TORONTO, ONTARIO / ACCESSWIRE / January 23, 2017 / Augustine Ventures Inc. (CSE:WAW) ("Augustine") and Red Pine Exploration Inc. (TSXV:RPX) ("Red Pine") are pleased to announce that Augustine obtained shareholder approval for its proposed plan of arrangement with Red Pine (the "Arrangement") at the annual and special meeting of its shareholders held on January 20, 2017 (the "Meeting"). The Meeting was held in accordance with the interim order of the Superior Court of Justice of Ontario (the "Court") obtained by Augustine in connection with the Arrangement on December 16, 2016 as previously disclosed. Augustine shareholders approved the Arrangement by special resolution, with 83.6% of the outstanding Augustine shares represented in person or by proxy at the Meeting and 100.0% (following rounding) of the votes cast in favour of the resolution.

As previously disclosed, Augustine and Red Pine have entered into an arrangement agreement (the "Arrangement Agreement") dated November 14, 2016 pursuant to which Red Pine will acquire all of the outstanding securities of Augustine under the Arrangement, subject to the terms and conditions of the Arrangement Agreement. Upon completion of the Arrangement, Augustine will become a wholly-owned subsidiary of Red Pine and Red Pine will carry on the business of the combined companies after changing its name to "Wawa Gold Inc." (or such other name as the Board of Directors of Red Pine may approve) and reorganizing its board of directors (referred to in the press release of December 16, 2016 as the "Resulting Issuer").
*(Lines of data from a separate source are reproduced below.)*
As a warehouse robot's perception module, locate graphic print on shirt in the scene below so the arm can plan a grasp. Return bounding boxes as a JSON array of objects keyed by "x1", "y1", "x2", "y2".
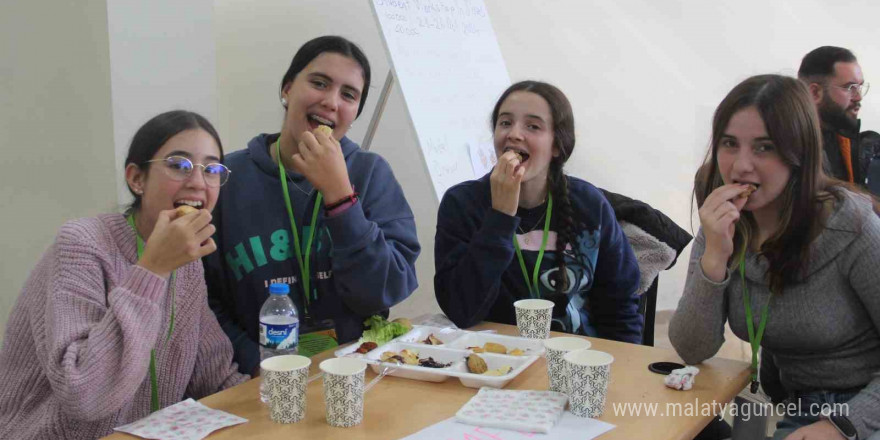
[
  {"x1": 223, "y1": 226, "x2": 333, "y2": 284},
  {"x1": 517, "y1": 225, "x2": 600, "y2": 336}
]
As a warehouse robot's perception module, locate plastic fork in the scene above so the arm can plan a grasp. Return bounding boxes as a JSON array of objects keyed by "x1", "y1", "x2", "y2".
[{"x1": 364, "y1": 360, "x2": 401, "y2": 393}]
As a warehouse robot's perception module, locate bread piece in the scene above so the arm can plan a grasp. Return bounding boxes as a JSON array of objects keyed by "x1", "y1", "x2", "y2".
[
  {"x1": 483, "y1": 342, "x2": 507, "y2": 354},
  {"x1": 468, "y1": 354, "x2": 489, "y2": 374},
  {"x1": 739, "y1": 183, "x2": 758, "y2": 199},
  {"x1": 312, "y1": 125, "x2": 333, "y2": 137},
  {"x1": 176, "y1": 205, "x2": 199, "y2": 217}
]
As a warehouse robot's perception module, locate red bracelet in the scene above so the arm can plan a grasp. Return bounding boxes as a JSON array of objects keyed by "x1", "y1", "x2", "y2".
[{"x1": 324, "y1": 191, "x2": 360, "y2": 211}]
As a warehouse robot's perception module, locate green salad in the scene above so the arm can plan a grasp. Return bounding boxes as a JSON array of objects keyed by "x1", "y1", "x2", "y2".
[{"x1": 359, "y1": 315, "x2": 412, "y2": 345}]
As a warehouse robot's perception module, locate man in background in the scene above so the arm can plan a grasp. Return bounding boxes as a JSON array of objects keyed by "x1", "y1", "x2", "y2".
[{"x1": 798, "y1": 46, "x2": 880, "y2": 195}]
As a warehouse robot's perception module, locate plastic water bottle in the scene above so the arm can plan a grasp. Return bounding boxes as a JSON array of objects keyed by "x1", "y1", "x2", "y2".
[{"x1": 260, "y1": 283, "x2": 299, "y2": 402}]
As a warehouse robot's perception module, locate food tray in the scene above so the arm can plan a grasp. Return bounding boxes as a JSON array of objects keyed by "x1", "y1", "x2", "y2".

Under the Arrangement Agreement, the parties have agreed that each Augustine common share will be exchanged for 0.76 Red Pine common shares (the "Exchange Ratio"). Pursuant to the Arrangement, the holders of common shares of Augustine outstanding at the time of completion of the Arrangement will receive Resulting Issuer common shares ("Resulting Issuer Shares") based on the Exchange Ratio and all of the currently outstanding warrants and stock options of Augustine will be exercisable pursuant to the terms of such warrants and stock options for common shares of the Resulting Issuer with the number of shares issuable and the exercise price adjusted based on the Exchange Ratio, subject to approval of the TSX Venture Exchange (the "TSXV").
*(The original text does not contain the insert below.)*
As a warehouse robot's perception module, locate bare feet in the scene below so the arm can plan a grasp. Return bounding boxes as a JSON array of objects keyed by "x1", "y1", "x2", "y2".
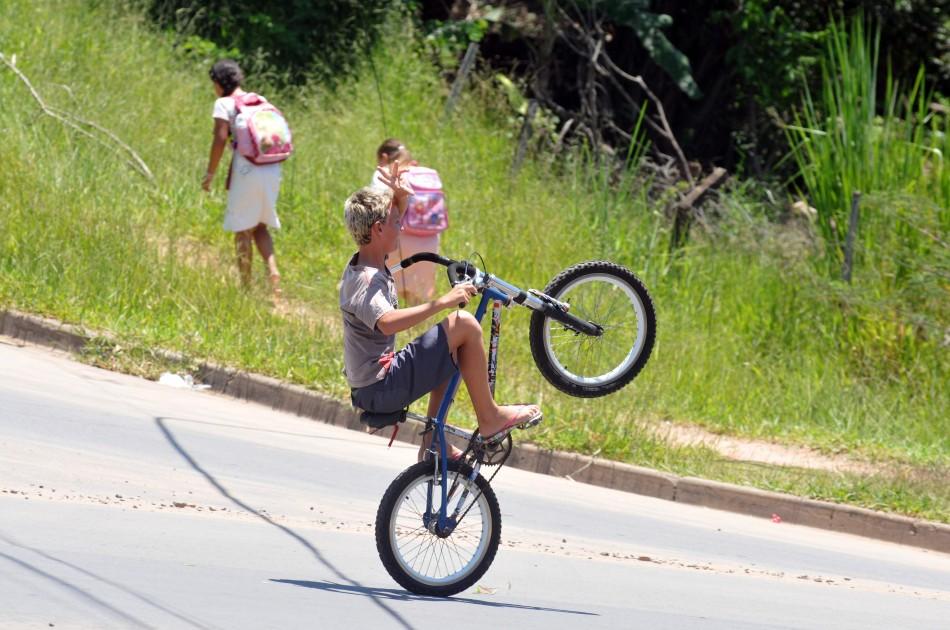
[{"x1": 478, "y1": 405, "x2": 542, "y2": 439}]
The completion of the Arrangement is subject to certain conditions, including a final order of the Court, final acceptance by the TSX-V, and certain other closing conditions customary in transactions of this nature. Augustine plans to apply to the Court for the final order approving the Arrangement at 10:00 a.m. (ET) on February 1, 2017. If all necessary approvals are obtained and the conditions to the completion of the Arrangement are satisfied or waived, it is currently anticipated that the Arrangement will be completed on or about February 1, 2017. The Arrangement cannot close until the required conditions are satisfied or waived, and there can be no assurance that the Arrangement will be completed as proposed or at all.